Now that United had gone with a two-man central midfield, Dalglish made changes. Adam, Bellamy and Carroll came on, although they did not prove to be any threat to United. Despite having a three man midfield, Scholes and Carrick dominated possession running Liverpool ragged. In the words of former Liverpool boss Roy Evans: “Scholes must have thought “this is just a practice match for me” – no one laid a glove on him!” Scholes played the ball, moved in space, picked up the ball and then created another attack, with one particular move after 63 minutes proving exactly why his return is a God-send. Whenever a Liverpool player got close to him, he just passed the ball 5 yards only to get it back right away, playing some wonderful one-twos that United have not seen since Cleverley performed his heroics at the start of the season. Just like against Chelsea, Scholes and Carrick kept them at bay, and with United on cruise-control there was no way back for Liverpool.
For the second half we saw Rooney help out Scholes and Carrick defensively, with Giggsy being left on the wing. The old Welshman had a quiet game by his standards, and with Liverpool doing their best Stoke City impression for the final 10 minutes it may have been a good idea putting Berbatov on for him. They won a few corners, seemingly United’s downfall this season, but never really threatened. When Rafael wins 4 out of 5 headers against Andy Carroll, you just know it is going to be a good day. One last attempt was magnificently saved by David De Gea, who for the second match running wins the points for United with a spectacular last-minute save.

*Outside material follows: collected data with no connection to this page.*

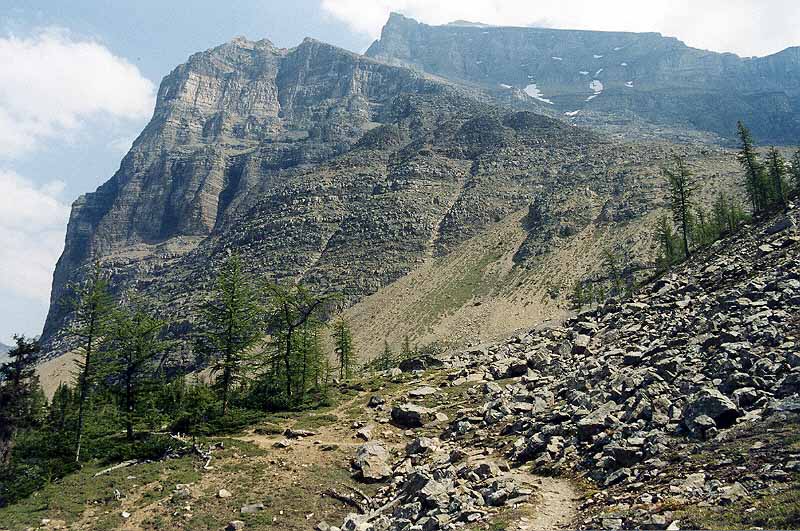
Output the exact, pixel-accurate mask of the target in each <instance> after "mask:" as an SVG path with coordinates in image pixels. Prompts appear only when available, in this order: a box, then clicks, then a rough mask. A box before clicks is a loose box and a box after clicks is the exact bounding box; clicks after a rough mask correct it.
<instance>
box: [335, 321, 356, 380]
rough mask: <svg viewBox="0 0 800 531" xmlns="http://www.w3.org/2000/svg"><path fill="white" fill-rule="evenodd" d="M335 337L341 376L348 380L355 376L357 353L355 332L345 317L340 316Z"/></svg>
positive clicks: (337, 321) (337, 357)
mask: <svg viewBox="0 0 800 531" xmlns="http://www.w3.org/2000/svg"><path fill="white" fill-rule="evenodd" d="M333 337H334V341H335V344H336V346H335V352H336V357H337V358H338V360H339V378H340V379H341V380H348V379H350V378H351V377H352V376H353V368H354V367H353V365H354V363H355V353H354V351H353V334H352V333H351V332H350V325H349V324H348V323H347V321H346V320H345V318H344V317H340V318H339V319H338V320H337V321H336V324H335V325H334V330H333Z"/></svg>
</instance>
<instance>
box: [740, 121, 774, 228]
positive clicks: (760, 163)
mask: <svg viewBox="0 0 800 531" xmlns="http://www.w3.org/2000/svg"><path fill="white" fill-rule="evenodd" d="M737 128H738V131H739V140H740V141H741V147H740V149H739V164H741V165H742V168H743V169H744V175H745V190H746V191H747V197H748V198H749V199H750V204H751V206H752V208H753V215H754V216H758V215H759V214H761V213H762V212H763V211H764V209H765V208H766V207H767V203H768V198H769V195H768V193H767V186H766V183H765V181H766V179H765V177H764V168H763V166H762V165H761V163H760V162H759V160H758V154H757V153H756V148H755V143H754V142H753V137H752V136H751V135H750V130H749V129H748V128H747V127H746V126H745V125H744V123H742V122H738V123H737Z"/></svg>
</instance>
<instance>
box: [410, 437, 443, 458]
mask: <svg viewBox="0 0 800 531" xmlns="http://www.w3.org/2000/svg"><path fill="white" fill-rule="evenodd" d="M436 448H437V444H436V440H435V439H431V438H430V437H417V438H416V439H414V440H413V441H411V442H410V443H408V444H407V445H406V455H424V454H430V453H433V452H434V451H435V450H436Z"/></svg>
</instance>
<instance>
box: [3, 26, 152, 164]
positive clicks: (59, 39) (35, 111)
mask: <svg viewBox="0 0 800 531" xmlns="http://www.w3.org/2000/svg"><path fill="white" fill-rule="evenodd" d="M0 65H2V68H0V158H4V157H5V158H11V157H18V156H20V155H23V154H26V153H30V152H32V151H34V150H36V149H38V148H40V147H41V145H42V144H43V143H45V142H47V141H52V140H64V139H68V138H69V137H70V135H71V134H72V133H74V132H76V131H79V130H80V129H81V128H82V127H83V126H85V125H86V123H87V121H88V120H90V119H92V118H97V117H101V118H102V117H107V118H121V119H130V120H142V119H146V118H147V117H148V116H149V115H150V113H151V112H152V110H153V104H154V86H153V83H152V82H150V81H149V80H148V79H146V78H144V77H143V76H142V75H141V73H140V72H139V70H138V69H137V68H136V67H135V66H134V65H132V64H130V63H128V62H127V61H126V60H125V59H122V58H120V57H117V56H115V55H114V54H112V53H111V52H110V51H109V50H108V49H107V48H106V47H105V46H103V45H102V44H100V43H97V42H94V41H89V40H80V39H77V38H74V37H73V36H71V35H70V34H69V33H68V32H67V31H66V30H63V29H54V28H49V29H45V30H42V31H40V32H38V33H37V34H35V35H33V36H30V37H24V38H20V37H16V36H13V35H12V36H6V37H1V38H0Z"/></svg>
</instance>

Despite giving a goal back to Liverpool through a softly conceded set play (yet again), United were on cruise control and the final scoreline severely flattered Liverpool. Suarez was kept quiet, Gerrard invisible at best, and although Glen Johnson had a couple of shots it was a performance which no Liverpool fan should be proud of. Evra had a decent game, doing his duties and stopping Dirk Kuyt whenever needed. However, despite being the man of the moment he does not get the man of the match award. That goes to Rio Ferdinand, for the second game running. Scholes, Rafael, Valencia and Evans all put in solid outings, but the former England captain put in a performance that reminds us exactly why he once was considered the best defender on the planet. He won every 50-50 ball, made some vital tackles and clearances, his passing was sharp, and his dedication for the cause was obvious for all to see. This was a battle for him, Rio has always been vocal in his fight against racism, and from the moment he decided not to shake Suarez’ hand you just knew this meant something to him as well. Unlike Evra he kept it cool, and put in the performance of a true Manchester United captain.